長年の経験を有している広告マンだから言えるのは、説明会等に参加している若者に対して、求人応募を躊躇わせるようなことを平気で述べる人は、採用を担当すべきでないということです。大企業であれば門前払いする余裕もあるでしょうが、中小企業の採用プロセスではそのような振る舞いは禁物です。

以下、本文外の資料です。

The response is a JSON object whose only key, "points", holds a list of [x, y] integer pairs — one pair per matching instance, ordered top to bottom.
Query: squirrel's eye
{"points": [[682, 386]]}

よく見かけるのが、「これだけの仕事をこなす覚悟はありますか」という脅しにも近い問いかけです。たまに発生する繁忙期を殊更取り上げたりするのですが、彼としては、それを乗り切るだけの応募動機があるかどうかを確かめたいのでしょう。しかし全くの逆効果であることを、採用担当者は知る必要があります。
現在の若者には厳しく叱られたり、発破を掛けられたりした経験がほとんどありません。褒められることで伸長してきた世代ですから、会社もそうした特性に合わせた採用活動を心掛けるべきなのです。
 さて、少なくとも中途採用に関しては、「企業情報の小出し」という戦略が重要になってきます。つまり応募者に対しては、1次情報、2次情報、3次情報といった具合に、適時募集内容、企業情報を伝えていくことが大切なのです。ここで言う1次情報とは、求人広告に他なりません。求人広告は誰でも閲覧できるものですから、公募するために必要な最低限の情報を掲載することになります。社名、簡単な募集内容、勤務形態等がそれに当たります。応募者は一先ずその情報に魅力を感じ、履歴書を送付することになります。この1次情報については、留意すべきことが幾つかあります。第一に、応募者は自社のことを全く知らないという前提です。第二に、応募者が閲覧する場所です。自宅の他、街中や電車という可能性も考えられます。第三に、応募者は同業他社の広告も見ているという前提です。これらに留意すると、どのような広告を出すべきかが分かってきます。